The automakers say mandated reductions could add $3,000 to the cost of every vehicle and prevent them from selling many larger, less-efficient vehicles.
In its argument, Massachusetts said it has a legal right to sue because it faces losing much of its coastline if global warming leads to rising ocean levels that put parts of the state underwater.
"While reducing U.S. emissions will not eliminate all the harm we face, it can reduce the harm that these emissions are causing," said assistant Massachusetts attorney general James Milkey.
The justices seemed split on the case, aligning along liberal and conservative lines.
Justice Stephen Breyer, a former trustee of the University of Massachusetts, was the most animated, comparing carbon dioxide emissions to a potentially more toxic output.
"Suppose there is a car coming down the street and it sprays Agent Orange," he said. "And I come to court and I say, 'You know, I think Agent Orange is going to kill me,' " conjuring an image of a "green cloud all over the city."

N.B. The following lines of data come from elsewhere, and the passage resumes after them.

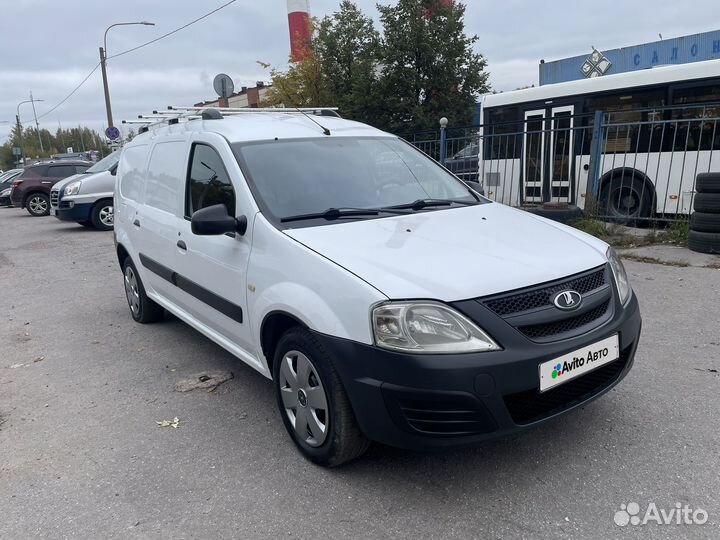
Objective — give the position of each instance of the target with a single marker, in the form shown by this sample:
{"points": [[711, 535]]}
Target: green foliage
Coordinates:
{"points": [[422, 67], [80, 138]]}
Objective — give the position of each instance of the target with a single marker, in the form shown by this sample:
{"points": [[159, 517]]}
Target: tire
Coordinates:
{"points": [[707, 202], [705, 222], [708, 183], [341, 440], [101, 215], [626, 200], [561, 213], [38, 205], [142, 309], [704, 242]]}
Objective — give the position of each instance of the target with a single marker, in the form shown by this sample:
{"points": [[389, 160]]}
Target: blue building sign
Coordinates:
{"points": [[682, 50]]}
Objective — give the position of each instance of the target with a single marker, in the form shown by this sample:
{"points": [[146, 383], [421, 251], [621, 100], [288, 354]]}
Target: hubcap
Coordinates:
{"points": [[303, 398], [131, 291], [38, 205], [106, 215]]}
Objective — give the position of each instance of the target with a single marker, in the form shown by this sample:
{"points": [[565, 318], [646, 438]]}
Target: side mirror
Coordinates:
{"points": [[214, 220]]}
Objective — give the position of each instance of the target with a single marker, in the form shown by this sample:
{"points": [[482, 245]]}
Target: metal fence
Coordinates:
{"points": [[611, 165]]}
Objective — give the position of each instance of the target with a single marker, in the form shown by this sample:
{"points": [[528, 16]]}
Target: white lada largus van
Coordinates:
{"points": [[385, 299]]}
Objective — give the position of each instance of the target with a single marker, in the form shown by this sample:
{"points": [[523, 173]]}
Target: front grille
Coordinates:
{"points": [[515, 303], [446, 416], [539, 331], [530, 406]]}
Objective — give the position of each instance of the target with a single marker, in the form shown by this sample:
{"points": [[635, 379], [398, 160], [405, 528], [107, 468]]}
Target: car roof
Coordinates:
{"points": [[248, 127]]}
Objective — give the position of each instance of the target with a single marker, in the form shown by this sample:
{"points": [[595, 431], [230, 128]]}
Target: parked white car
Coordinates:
{"points": [[386, 299]]}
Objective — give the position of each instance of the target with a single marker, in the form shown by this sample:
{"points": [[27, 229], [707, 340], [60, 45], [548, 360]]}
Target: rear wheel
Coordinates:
{"points": [[38, 204], [101, 215], [626, 200], [314, 406], [142, 308]]}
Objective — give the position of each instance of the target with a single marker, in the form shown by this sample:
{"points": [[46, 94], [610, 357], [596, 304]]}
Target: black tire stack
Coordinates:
{"points": [[705, 221]]}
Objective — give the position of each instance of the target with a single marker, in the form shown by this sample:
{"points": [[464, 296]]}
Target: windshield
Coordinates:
{"points": [[308, 176], [106, 163]]}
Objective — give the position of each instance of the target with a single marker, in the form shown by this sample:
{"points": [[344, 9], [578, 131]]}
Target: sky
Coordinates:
{"points": [[50, 46]]}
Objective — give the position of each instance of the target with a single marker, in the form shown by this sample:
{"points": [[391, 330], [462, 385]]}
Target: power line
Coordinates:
{"points": [[71, 93], [135, 49], [173, 31]]}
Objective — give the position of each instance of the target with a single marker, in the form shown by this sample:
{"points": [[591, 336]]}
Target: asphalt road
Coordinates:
{"points": [[81, 455]]}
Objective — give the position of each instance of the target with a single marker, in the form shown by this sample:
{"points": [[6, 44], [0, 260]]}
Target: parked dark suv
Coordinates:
{"points": [[31, 189]]}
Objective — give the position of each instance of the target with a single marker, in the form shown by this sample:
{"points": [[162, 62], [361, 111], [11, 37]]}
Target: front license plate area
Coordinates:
{"points": [[576, 363]]}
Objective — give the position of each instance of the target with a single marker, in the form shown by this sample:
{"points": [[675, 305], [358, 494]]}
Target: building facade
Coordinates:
{"points": [[596, 63]]}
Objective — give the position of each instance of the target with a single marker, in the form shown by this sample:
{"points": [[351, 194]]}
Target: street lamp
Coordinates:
{"points": [[103, 59], [19, 127]]}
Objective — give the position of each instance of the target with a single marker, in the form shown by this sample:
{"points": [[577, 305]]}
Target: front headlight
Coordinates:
{"points": [[427, 327], [621, 280], [72, 188]]}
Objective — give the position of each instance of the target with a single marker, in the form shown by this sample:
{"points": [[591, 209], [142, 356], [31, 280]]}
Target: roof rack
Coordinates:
{"points": [[175, 114]]}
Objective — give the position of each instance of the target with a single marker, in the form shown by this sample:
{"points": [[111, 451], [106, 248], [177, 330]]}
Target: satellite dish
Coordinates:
{"points": [[223, 85]]}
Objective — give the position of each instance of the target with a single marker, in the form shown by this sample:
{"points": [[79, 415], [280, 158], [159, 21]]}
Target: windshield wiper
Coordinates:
{"points": [[332, 214], [428, 203]]}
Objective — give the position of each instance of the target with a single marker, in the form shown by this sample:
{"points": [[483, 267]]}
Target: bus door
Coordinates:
{"points": [[547, 154]]}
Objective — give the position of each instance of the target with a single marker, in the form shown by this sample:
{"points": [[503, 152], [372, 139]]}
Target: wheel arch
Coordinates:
{"points": [[632, 172], [273, 326]]}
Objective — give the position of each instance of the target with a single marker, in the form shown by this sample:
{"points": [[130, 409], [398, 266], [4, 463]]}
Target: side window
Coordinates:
{"points": [[61, 171], [132, 169], [208, 182], [164, 179]]}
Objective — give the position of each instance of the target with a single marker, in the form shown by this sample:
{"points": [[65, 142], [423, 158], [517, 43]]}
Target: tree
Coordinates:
{"points": [[430, 68], [348, 49], [424, 67]]}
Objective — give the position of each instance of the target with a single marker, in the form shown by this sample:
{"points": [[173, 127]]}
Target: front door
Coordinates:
{"points": [[212, 270], [547, 155]]}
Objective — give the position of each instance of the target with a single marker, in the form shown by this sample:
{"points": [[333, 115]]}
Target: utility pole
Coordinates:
{"points": [[103, 67], [37, 125], [108, 108], [18, 134]]}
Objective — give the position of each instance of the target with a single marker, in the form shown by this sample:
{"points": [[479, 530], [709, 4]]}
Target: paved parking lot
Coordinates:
{"points": [[81, 455]]}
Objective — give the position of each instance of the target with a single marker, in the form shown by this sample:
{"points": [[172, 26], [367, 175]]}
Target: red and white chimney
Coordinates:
{"points": [[299, 22]]}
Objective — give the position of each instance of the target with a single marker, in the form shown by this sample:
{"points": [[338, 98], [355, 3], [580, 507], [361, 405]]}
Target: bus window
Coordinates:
{"points": [[697, 126], [502, 133], [623, 112]]}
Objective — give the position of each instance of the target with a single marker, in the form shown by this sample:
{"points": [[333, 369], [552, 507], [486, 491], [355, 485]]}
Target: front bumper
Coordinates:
{"points": [[78, 212], [437, 401]]}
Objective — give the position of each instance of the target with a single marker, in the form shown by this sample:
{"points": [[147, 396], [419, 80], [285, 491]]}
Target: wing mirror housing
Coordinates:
{"points": [[214, 220]]}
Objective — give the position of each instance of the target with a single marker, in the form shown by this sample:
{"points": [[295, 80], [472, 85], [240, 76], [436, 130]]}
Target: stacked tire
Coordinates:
{"points": [[705, 220]]}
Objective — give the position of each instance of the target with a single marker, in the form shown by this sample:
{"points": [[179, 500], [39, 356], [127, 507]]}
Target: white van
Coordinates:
{"points": [[386, 299]]}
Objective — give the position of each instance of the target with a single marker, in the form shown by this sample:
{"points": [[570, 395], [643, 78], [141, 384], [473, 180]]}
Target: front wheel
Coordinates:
{"points": [[315, 409], [38, 204], [626, 200], [142, 308], [101, 215]]}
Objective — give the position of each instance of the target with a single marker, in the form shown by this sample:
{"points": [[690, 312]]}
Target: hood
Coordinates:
{"points": [[455, 254]]}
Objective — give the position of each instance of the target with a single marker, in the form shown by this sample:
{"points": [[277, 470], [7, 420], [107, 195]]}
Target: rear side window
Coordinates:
{"points": [[132, 168], [61, 171], [164, 180], [208, 182]]}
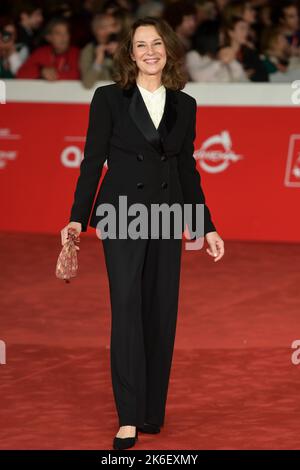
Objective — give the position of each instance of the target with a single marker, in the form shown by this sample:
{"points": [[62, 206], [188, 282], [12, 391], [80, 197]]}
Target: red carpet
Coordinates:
{"points": [[233, 385]]}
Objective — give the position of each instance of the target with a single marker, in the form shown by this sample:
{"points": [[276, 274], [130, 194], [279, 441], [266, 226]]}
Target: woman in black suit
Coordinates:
{"points": [[144, 125]]}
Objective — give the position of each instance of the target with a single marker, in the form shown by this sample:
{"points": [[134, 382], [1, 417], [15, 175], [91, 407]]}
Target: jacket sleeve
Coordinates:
{"points": [[190, 177], [95, 153]]}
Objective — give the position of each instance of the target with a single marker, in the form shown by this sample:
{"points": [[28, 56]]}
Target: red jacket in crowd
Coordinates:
{"points": [[66, 64]]}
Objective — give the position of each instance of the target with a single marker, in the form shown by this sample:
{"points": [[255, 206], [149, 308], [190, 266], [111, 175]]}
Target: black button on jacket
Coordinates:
{"points": [[146, 164]]}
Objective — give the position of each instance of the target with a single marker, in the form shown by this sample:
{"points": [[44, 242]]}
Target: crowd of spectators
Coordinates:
{"points": [[224, 40]]}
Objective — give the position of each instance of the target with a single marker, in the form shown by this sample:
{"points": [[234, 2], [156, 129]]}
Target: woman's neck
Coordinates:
{"points": [[150, 83]]}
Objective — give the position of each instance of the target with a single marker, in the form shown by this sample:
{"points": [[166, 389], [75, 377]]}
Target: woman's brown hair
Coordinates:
{"points": [[125, 70]]}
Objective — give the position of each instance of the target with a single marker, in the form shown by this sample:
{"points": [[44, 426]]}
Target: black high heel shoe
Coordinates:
{"points": [[149, 428], [120, 443]]}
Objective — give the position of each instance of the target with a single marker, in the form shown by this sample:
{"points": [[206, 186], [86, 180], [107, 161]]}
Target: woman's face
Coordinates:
{"points": [[148, 50], [240, 32]]}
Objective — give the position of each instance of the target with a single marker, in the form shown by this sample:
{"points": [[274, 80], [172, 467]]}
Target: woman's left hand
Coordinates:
{"points": [[216, 245]]}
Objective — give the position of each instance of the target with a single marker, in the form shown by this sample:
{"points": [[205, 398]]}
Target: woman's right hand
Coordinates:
{"points": [[64, 232]]}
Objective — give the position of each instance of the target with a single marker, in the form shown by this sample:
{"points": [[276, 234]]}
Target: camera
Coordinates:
{"points": [[6, 36]]}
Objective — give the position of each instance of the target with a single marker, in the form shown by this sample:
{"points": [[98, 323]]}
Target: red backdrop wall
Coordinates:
{"points": [[248, 157]]}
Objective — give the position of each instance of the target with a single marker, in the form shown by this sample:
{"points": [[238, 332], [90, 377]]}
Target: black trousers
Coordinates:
{"points": [[144, 279]]}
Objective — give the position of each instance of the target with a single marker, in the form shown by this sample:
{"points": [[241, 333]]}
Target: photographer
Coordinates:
{"points": [[96, 58], [12, 55]]}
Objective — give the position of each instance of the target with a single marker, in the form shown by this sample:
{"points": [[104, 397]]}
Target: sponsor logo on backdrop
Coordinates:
{"points": [[2, 352], [216, 153], [296, 94], [2, 92], [292, 172], [295, 358], [72, 155], [7, 155]]}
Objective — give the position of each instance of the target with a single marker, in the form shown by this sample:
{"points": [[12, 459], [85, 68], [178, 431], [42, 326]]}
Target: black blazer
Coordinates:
{"points": [[146, 164]]}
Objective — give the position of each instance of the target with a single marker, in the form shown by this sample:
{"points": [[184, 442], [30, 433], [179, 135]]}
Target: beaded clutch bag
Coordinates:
{"points": [[67, 262]]}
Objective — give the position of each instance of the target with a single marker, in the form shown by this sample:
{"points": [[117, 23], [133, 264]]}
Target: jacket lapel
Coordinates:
{"points": [[139, 114]]}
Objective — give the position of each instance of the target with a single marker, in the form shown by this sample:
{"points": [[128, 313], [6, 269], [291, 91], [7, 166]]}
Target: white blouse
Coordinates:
{"points": [[155, 102]]}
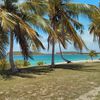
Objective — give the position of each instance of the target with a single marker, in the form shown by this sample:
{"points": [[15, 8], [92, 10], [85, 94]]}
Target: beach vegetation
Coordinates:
{"points": [[40, 63], [63, 20]]}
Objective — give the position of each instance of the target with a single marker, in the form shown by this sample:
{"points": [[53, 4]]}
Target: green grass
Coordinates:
{"points": [[64, 82]]}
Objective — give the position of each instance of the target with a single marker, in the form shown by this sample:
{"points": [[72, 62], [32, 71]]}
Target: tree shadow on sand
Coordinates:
{"points": [[26, 72], [80, 67], [30, 72]]}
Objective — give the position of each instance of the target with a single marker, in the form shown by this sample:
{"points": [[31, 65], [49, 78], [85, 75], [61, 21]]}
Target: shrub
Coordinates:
{"points": [[21, 63], [40, 63]]}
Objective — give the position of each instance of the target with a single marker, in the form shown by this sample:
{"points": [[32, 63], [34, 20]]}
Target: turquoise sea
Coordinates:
{"points": [[47, 58]]}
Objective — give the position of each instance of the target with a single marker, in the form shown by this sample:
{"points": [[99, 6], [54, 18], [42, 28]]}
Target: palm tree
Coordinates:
{"points": [[92, 54], [62, 15], [3, 43], [13, 21], [95, 26]]}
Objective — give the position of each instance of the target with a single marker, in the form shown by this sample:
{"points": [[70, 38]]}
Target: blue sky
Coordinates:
{"points": [[86, 37]]}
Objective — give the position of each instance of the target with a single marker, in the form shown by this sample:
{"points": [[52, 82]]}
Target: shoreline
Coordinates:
{"points": [[79, 61]]}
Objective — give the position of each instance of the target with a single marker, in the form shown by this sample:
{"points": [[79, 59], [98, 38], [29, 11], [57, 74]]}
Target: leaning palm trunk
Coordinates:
{"points": [[53, 51], [11, 60], [63, 56]]}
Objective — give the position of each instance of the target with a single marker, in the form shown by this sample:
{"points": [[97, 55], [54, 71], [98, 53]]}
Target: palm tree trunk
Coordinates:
{"points": [[53, 52], [11, 60], [62, 55]]}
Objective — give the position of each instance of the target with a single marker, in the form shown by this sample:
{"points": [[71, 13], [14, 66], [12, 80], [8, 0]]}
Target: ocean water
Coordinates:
{"points": [[47, 58]]}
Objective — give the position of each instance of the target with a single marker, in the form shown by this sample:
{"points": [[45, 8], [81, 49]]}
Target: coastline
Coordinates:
{"points": [[79, 61]]}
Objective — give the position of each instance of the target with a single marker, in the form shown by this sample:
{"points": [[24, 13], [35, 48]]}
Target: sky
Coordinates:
{"points": [[86, 37]]}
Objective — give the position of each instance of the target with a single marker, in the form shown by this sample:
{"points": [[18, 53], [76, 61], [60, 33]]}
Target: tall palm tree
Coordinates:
{"points": [[63, 14], [13, 21], [95, 26]]}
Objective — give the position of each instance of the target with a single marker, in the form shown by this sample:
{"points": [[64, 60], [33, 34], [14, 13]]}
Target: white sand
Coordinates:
{"points": [[79, 61]]}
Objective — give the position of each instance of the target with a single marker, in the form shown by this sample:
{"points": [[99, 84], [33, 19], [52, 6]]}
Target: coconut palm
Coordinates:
{"points": [[95, 26], [13, 21], [92, 54], [63, 15]]}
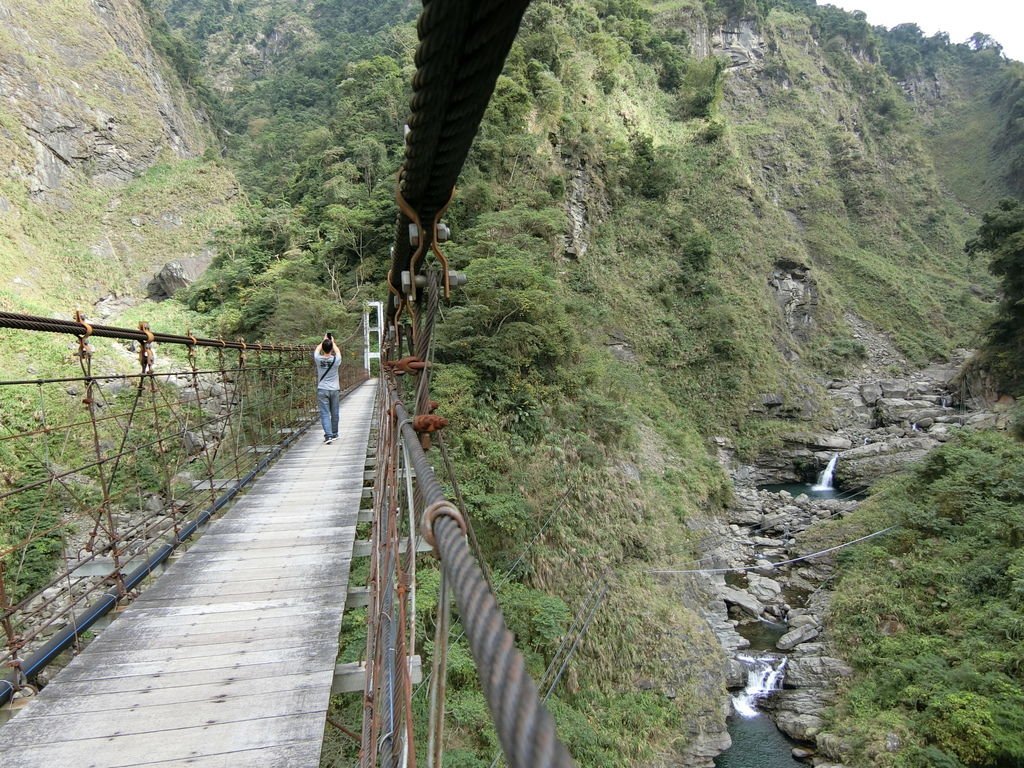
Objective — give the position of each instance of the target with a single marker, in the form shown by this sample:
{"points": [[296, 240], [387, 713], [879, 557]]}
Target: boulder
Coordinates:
{"points": [[815, 672], [764, 589], [795, 637], [870, 393], [741, 599]]}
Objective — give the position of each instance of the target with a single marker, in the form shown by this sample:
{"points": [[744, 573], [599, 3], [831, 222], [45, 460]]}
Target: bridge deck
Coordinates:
{"points": [[227, 659]]}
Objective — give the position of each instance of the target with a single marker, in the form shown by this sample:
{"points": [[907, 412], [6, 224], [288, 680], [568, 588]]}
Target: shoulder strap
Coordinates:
{"points": [[329, 369]]}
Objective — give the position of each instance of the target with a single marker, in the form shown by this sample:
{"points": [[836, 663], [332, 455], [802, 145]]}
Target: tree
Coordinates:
{"points": [[1001, 236]]}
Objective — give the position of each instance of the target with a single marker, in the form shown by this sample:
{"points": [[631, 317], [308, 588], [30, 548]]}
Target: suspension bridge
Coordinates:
{"points": [[179, 542]]}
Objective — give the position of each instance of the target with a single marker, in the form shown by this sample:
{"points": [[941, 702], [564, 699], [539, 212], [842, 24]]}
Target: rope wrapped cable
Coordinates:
{"points": [[52, 325], [463, 46], [524, 726]]}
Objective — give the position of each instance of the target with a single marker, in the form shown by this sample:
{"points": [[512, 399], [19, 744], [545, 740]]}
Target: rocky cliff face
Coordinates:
{"points": [[83, 90], [101, 181]]}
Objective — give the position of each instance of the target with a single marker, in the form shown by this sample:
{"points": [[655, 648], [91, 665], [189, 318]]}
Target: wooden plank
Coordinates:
{"points": [[228, 658], [239, 693], [170, 744]]}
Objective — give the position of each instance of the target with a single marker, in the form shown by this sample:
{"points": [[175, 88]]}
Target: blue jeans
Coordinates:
{"points": [[330, 403]]}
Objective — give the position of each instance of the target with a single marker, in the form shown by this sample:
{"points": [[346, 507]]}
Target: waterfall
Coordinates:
{"points": [[764, 674], [824, 479]]}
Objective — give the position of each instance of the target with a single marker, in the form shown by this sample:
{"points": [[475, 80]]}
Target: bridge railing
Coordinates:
{"points": [[116, 455]]}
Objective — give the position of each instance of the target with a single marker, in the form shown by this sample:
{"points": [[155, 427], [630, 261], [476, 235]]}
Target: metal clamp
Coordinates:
{"points": [[443, 233], [455, 279]]}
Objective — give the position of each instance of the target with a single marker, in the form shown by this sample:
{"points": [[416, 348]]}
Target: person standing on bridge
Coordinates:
{"points": [[328, 358]]}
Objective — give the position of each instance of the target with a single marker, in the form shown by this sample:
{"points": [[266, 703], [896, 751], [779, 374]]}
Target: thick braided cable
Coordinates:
{"points": [[52, 325], [524, 726], [463, 46]]}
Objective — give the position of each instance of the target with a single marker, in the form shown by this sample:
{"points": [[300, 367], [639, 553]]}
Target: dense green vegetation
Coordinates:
{"points": [[932, 614], [1001, 236], [584, 380], [692, 188]]}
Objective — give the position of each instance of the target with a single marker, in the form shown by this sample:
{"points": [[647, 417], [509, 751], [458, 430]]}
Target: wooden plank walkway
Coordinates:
{"points": [[227, 659]]}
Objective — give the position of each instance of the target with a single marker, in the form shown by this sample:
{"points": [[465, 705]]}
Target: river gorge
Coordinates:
{"points": [[768, 606]]}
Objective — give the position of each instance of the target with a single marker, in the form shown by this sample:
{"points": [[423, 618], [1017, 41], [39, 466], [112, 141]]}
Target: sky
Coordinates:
{"points": [[1000, 19]]}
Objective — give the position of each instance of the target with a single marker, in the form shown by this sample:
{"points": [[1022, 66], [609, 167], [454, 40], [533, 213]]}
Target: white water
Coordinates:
{"points": [[764, 674], [825, 478]]}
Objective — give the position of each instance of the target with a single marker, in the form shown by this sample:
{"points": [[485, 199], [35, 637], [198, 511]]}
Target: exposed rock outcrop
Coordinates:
{"points": [[90, 94]]}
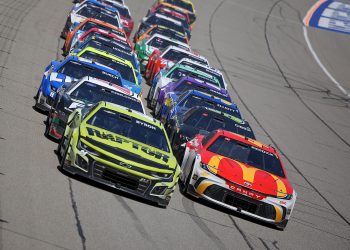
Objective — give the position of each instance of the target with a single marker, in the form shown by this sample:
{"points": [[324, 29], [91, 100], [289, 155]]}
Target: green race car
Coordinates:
{"points": [[121, 148], [146, 47]]}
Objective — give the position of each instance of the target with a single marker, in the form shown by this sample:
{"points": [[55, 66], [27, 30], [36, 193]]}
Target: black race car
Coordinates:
{"points": [[201, 120]]}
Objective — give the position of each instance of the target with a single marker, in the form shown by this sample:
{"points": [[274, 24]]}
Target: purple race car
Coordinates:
{"points": [[188, 83]]}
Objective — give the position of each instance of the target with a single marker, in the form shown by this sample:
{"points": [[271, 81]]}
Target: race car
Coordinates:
{"points": [[125, 17], [174, 89], [162, 30], [183, 5], [184, 67], [60, 74], [162, 20], [176, 105], [240, 174], [166, 7], [87, 91], [120, 148], [76, 32], [176, 15], [112, 47], [202, 120], [108, 34], [146, 47], [106, 1], [89, 10], [166, 58], [124, 67]]}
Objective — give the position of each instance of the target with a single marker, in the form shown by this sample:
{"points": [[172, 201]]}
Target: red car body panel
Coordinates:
{"points": [[259, 182]]}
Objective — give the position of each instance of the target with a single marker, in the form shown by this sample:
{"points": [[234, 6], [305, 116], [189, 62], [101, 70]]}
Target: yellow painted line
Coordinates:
{"points": [[312, 11], [202, 187], [278, 213]]}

Breyer asked why "is it unreasonable to go to an agency and say 'now do your part' " -- through ethanol or other technological measures and "lo and behold Cape Cod is saved."
Chief Justice John Roberts said Massachusetts' arguments were "spitting out conjecture on conjecture" in suggesting a mandated reduction would lead to a chain reaction of improved technologies around the world and new reductions in emissions.
"It assumes there isn't going to be a greater contribution of greenhouse gases from economic development in China," he said.
Yes, but at least they fixed the blame... even if there isn't a problem to fix.